Я приняла душ, выпила ещё чаю и улеглась в постель, когда позвонила ты.
— Птенчик, ну что там?
Вдыхая запах чистоты от свежей наволочки, я сказала:
— Два года.
— Что? — не поняла ты.
— Дали Рите, — пояснила я.
Помолчав, ты пробормотала:
— Ну, хорошо, хоть не пятнадцать. Как ты, Лёнь?
— Да ничего... Жива вроде, — усмехнулась я. — Правда, из-за всего этого я на свадьбу отца не пошла... Наверно, он жутко сердится на меня.
— Ох, ё-моё, — вздохнула ты. — Бедный ты мой птенец. Надо же было так совпасть...
— И не говори. — Нет, на самом деле я хотела, чтоб ты говорила — чтобы слушать твой голос и умываться тёплыми слезами, рваться к тебе всем сердцем, душой и телом. Желать тебя каждой клеточкой, каждым нервом, мечтать о твоих губах и пальцах.
— Когда увидимся? — хотела ты знать.
— Я бы с радостью — прямо сейчас, — призналась я. — Но это вряд ли получится. Давай завтра. Завтра у нас что? Суббота? У тебя до полпятого, а у меня выходной. Безумно хочу вырваться отсюда... Тем более, что здесь теперь поселится моя дражайшая маман.
— Тогда до завтра, — улыбнулась ты. — Целую, моя птаха.

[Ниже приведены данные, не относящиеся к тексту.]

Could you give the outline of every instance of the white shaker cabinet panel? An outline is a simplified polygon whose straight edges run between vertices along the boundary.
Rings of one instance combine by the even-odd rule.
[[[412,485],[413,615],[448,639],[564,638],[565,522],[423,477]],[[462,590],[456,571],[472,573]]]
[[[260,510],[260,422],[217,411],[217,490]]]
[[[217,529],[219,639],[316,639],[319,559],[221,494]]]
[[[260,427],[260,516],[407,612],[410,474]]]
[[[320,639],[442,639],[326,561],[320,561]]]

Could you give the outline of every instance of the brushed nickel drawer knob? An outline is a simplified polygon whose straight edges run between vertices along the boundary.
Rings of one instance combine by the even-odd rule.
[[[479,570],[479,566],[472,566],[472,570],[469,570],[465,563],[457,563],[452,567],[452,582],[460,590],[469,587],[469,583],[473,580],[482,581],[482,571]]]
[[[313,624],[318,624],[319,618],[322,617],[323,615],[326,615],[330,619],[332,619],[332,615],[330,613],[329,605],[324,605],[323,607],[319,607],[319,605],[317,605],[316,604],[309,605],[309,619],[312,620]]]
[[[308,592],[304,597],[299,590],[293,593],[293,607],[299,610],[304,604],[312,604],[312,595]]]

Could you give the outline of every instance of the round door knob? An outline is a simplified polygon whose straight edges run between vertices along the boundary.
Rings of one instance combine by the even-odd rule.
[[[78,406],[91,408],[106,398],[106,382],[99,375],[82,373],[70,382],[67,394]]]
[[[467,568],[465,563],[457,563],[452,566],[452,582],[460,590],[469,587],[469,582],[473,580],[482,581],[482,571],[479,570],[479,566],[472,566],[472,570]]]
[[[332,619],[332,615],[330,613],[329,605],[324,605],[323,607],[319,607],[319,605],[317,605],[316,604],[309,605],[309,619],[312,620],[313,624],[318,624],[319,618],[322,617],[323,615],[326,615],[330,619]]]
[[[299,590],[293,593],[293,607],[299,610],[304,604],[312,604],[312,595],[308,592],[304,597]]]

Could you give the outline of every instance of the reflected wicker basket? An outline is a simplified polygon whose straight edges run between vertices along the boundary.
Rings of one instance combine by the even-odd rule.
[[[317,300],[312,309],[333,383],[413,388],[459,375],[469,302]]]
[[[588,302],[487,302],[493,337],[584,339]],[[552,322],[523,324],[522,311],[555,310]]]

Сна не было — я просто лежала в постели, думая о Рите. Наверно, она уже ехала в поезде к месту отбывания срока... А может, ещё только ждала отправки. Я не представляла себе, как она там выдержит эти два года. Останется ли она собой, или же её научат "уму-разуму"? Она всегда была ведомой, подчиняющейся чужой воле. Во что её там превратят? Сломают? Растопчут?
Невыносимо больно.
А в дверном замке поворачивался ключ. Какие-то голоса на лестничной площадке... Тревога царапнула мне сердце, пощекотала холодком нутро. Ну, видимо, отгуляли свадьбу. Благополучно ли, ладно ли?
Как оказалось, не совсем ладно.
Пьяного в стельку отца завели в квартиру под руки. Рубашка, которую я сегодня наглаживала в шесть утра, выбилась из брюк, бутоньерка оторвалась, галстук висел на шее развязанный. Наступив на мои сапоги, отец споткнулся и пробормотал-прошипел что-то нечленораздельное.
— Тихонько, тихонько, — сказал Денис, поддерживая его с одной стороны.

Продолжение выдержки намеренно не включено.